Die eingehenden Unterlagen wurden nach einem Punktesystem ausgewertet. Anschließend griff das standardisierte Auswahlverfahren der Berater: In Qualifizierungsstufen werden zunächst acht Anbieter ausgewählt. Die vier besten wurden zu halbtägigen Workshops eingeladen, deren Aufgabenstellungen vorgegeben waren. „Durch die standardisierten Workshops werden die Angebote besser vergleichbar“, sagt Michael Kaufmann. „Die zweitägigen Workshops mit den beiden Finalisten haben wir innerhalb einer Woche durchgeführt, um sie besser beurteilen zu können.“ Dabei drehte es sich nur noch um das ERP-System von SAP: „Ein SAP-Angebot kann sich sehr stark von einem anderen unterscheiden. Der jeweilige Implementierungspartner spielt durch die Auswahl der Module und Add-ons, aber auch durch Branchennähe, Expertise und besondere Stärken eine wichtige Rolle“, sagt Kaufmann. „Die Angebote unserer beiden Finalisten lagen sehr nahe beieinander, doch durch die richtige Auswahl der einzelnen Add-ons konnten wir Aufwand für Implementierung und Anpassung reduzieren.“ Das gesamte Verfahren dauerte rund sieben Monate. Ende September unterstützte MQ das Unternehmen mit Anregungen zum Vertrag: So wurde etwa das gesamte Lastenheft zum Pflichtenheft für den Anbieter. „Die Berater von MQ konnten wichtige Impulse dazu geben, das Projektrisiko möglichst fair auf Anbieter und Anwender zu verteilen“, berichtet Michael Kaufmann. Das Auswahlverfahren endete kurz vor Weihnachten mit der Unterzeichnung eines Vertrages im Umfang eines A4-Ordners mit der All for One Steeb AG mit Hauptsitz im nahen Filderstadt.

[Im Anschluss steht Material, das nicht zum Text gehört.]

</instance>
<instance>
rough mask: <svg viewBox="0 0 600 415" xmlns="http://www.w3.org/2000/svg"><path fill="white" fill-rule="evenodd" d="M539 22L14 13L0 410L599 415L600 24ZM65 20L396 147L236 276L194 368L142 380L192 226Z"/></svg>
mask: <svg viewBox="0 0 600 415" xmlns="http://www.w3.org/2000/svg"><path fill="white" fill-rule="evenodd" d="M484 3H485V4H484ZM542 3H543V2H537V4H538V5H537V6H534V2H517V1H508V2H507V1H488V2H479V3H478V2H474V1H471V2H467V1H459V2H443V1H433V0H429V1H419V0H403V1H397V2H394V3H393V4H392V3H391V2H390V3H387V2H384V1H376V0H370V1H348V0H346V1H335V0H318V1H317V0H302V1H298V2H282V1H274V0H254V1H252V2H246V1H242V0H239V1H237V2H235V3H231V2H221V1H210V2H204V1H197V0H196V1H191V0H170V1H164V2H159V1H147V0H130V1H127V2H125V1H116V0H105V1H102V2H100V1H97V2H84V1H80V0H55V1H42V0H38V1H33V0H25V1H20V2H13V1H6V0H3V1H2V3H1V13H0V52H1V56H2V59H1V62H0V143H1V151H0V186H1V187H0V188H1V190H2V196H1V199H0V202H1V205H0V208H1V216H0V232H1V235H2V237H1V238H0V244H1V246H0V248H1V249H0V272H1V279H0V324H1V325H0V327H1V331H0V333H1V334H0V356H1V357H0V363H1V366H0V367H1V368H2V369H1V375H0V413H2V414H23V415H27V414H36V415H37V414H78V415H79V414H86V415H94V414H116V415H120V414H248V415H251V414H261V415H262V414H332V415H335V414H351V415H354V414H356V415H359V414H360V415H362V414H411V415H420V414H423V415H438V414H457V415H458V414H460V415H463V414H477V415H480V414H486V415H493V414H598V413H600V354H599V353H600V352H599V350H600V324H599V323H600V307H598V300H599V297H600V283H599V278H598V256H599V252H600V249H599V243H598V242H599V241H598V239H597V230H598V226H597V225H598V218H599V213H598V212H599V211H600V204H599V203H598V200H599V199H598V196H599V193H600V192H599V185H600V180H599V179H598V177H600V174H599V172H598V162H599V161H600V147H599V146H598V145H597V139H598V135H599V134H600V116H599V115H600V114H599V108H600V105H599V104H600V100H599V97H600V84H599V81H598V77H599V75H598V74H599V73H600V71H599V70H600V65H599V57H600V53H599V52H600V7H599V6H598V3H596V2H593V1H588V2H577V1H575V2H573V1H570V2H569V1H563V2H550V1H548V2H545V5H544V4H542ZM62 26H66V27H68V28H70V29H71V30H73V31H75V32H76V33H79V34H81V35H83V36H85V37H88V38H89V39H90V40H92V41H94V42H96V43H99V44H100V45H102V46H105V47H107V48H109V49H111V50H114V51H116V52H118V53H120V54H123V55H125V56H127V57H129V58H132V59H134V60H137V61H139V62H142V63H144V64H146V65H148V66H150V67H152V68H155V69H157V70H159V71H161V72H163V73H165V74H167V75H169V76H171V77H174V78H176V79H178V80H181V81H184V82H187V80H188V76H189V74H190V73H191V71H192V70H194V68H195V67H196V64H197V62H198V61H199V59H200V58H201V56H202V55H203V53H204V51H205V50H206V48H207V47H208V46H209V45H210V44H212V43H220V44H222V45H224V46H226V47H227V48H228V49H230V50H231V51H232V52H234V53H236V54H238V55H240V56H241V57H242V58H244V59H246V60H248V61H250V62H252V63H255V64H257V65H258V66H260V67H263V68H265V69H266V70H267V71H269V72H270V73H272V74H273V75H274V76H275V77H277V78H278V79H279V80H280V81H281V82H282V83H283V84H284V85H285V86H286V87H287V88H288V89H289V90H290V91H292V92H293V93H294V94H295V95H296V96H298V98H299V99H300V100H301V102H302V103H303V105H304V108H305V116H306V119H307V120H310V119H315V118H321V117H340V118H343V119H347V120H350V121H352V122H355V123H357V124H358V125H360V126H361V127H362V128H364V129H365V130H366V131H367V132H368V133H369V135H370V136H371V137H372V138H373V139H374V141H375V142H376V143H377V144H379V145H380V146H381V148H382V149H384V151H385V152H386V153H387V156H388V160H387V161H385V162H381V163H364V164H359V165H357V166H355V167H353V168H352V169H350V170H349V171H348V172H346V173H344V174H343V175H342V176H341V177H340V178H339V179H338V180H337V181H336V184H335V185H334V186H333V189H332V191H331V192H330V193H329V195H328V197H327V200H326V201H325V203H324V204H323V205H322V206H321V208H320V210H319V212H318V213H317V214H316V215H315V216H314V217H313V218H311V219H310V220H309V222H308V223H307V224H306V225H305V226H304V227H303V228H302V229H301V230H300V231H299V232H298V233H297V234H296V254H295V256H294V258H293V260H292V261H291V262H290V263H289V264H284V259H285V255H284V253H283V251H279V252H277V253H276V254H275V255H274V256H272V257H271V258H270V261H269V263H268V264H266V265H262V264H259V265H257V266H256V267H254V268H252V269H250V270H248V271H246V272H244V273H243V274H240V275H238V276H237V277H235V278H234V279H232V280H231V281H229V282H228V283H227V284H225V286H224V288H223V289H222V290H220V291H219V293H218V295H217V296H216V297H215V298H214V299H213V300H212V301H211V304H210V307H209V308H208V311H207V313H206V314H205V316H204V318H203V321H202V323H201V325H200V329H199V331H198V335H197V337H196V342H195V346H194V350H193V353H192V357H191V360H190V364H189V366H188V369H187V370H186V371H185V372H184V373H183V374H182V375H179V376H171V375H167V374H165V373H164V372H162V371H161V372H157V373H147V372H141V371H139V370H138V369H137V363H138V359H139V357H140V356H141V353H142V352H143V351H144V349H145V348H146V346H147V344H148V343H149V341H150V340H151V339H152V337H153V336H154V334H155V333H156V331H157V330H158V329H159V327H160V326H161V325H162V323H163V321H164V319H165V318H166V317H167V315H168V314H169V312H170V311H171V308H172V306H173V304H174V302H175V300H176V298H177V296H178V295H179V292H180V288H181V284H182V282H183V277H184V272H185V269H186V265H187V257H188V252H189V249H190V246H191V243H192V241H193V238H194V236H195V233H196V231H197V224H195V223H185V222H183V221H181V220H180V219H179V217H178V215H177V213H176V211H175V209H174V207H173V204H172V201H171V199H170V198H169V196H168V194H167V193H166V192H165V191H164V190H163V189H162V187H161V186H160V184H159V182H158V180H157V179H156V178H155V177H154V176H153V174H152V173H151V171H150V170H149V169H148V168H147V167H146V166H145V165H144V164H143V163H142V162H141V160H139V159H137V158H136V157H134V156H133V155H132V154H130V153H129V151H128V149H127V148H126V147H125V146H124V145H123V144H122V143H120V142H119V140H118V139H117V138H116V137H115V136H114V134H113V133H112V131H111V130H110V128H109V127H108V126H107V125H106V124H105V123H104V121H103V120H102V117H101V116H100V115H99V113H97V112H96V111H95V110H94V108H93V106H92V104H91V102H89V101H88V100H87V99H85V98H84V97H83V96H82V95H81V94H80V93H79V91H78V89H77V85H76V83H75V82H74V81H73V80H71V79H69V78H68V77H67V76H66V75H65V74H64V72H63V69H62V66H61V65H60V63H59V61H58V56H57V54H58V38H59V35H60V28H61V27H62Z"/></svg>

Unterstützung beim Projekt

Mitte Januar 2016 wurde das Einführungsprojekt begonnen, das zwei Berater vor allem in der Projektorganisation begleiteten. Intern waren 25 Mitarbeiter an dem Projekt beteiligt, zusammen mit rund 30 Beratern von All for One Steeb. Anhand des Pflichtenheftes wurde ein Grobkonzept erstellt. Nach dessen Freigabe Ende Mai begann die Arbeit am System. Die Benutzungsoberflächen in Deutsch und Englisch mussten eingerichtet und im Vertrieb bis zu sechs Sprachen, neben europäischen auch Russisch und Chinesisch, berücksichtigt werden. Rund 280 Benutzer in Deutschland und weitere 70 in anderen Ländern wurden geschult. Die Migration der Datenbestände wurde in vier Integrationstests von jeweils zwei Wochen Dauer verifiziert, bei denen sich alle Projektteilnehmer in einem Raum befanden. So ließen sich die Fragen direkt klären, ob alle Daten in den richtigen Funktionsbereichen für Logistik, Beschaffung, Produktion, Einkauf, Versand, Personalwirtschaft und Fibu ankommen und die Prozesse richtig durchlaufen. Nach über 100 Testszenarien und einem letzten Integrationstest wurden im Dezember erste operative Daten eingegeben

Zeit und Kosten im Rahmen

Zum 1. Januar 2017 wurde nach rund zehn Monaten, wenn man die Urlaubszeiten abzieht, das System mit allen Modulen in Betrieb genommen, ohne dass es zu den geringsten Einschränkungen gekommen wäre. So konnten die Altsysteme abgeschaltet werden. Die Berater von MQ vermittelten dabei in den Diskussionen zwischen Softwarehaus und Fertigungsbetrieb. Intern trugen die Berater Themen an die Geschäftsführung heran und konnten mit ihren Erfahrungen für vielen schnell Lösungen vorschlagen. Binder erreichte ein weiteres Ziel mit seiner Einführung: Das Unternehmen wollte möglichst wenige Anpassungen an der Standardsoftware vornehmen, um Kosten für deren Überarbeitung bei Upgrades und Optimierungen zu vermeiden. Bis zum Abschluss des Projektes wurde keine Zeile SAP-Code modifiziert.